2.1. Data Set Structure and Variable Types

Imagine being handed a spreadsheet containing thousands of numbers—sales figures, temperature readings, or survey responses. Without organization and visualization, these numbers remain just that: a collection of digits offering little immediate insight.

A raw data file is essentially a laundry list of values. This chapter introduces you to the basic vocabulary of structured data sets and demonstrates how tables, pie charts, bar graphs, and histograms transform data values into intuitve patterns. We begin by establishing a common language for organizing and describing a data set.

Road Map 🧭

  • Define case and variable, and understand how they are organized in a rectangular data set.

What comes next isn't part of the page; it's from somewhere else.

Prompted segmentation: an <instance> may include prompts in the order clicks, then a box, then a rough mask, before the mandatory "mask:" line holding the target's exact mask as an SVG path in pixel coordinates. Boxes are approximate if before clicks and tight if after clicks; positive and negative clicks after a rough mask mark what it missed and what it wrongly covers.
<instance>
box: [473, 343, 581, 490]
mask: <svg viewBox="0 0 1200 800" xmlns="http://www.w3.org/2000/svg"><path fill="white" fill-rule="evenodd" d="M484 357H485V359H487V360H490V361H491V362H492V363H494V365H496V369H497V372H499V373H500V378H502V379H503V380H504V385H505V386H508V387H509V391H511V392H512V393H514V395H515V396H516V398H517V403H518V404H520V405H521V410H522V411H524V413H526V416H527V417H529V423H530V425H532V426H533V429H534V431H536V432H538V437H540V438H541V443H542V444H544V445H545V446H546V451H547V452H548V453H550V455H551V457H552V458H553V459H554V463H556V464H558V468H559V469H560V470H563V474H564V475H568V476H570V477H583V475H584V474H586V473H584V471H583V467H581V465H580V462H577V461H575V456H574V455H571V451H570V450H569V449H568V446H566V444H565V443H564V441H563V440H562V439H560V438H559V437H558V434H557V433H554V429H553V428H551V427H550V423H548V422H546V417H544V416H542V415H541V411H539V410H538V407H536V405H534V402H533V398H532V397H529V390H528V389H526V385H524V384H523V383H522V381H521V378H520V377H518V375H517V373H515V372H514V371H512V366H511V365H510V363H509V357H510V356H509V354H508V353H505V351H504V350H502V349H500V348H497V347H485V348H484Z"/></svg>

  • Define categorical (qualitative) and numerical (quantitative) variables and learn their further divisions.

  • Understand that each variable type requires a different set of summarizing tools to reflect its unique structure.

2.1.1. Understanding the Structure of a Data Set

cases and variables in a rectangular spreadsheet

Fig. 2.1 Cases and variables in a rectangular spreadsheet

Before delving into visualization techniques, we need to understand how data is organized. A data set is typically arranged as a rectangular array where

  • rows represent cases or observations (individual entities such as people, cities, or products), and

  • columns represent variables (specific attributes of each case).

When examining any data set, always begin by asking the three fundamental questions:

  • Who? - What cases does the data describe? How many cases are there?

  • What? - Which variables are being measured, with what units, and on what scale? How many variables are there?

  • Why? - What question motivated the data, and are the variables appropriate for answering that question?

These questions may seem simple, but they provide essential context for any statistical analysis. Without understanding their answers, we risk misinterpreting results or drawing inappropriate conclusions.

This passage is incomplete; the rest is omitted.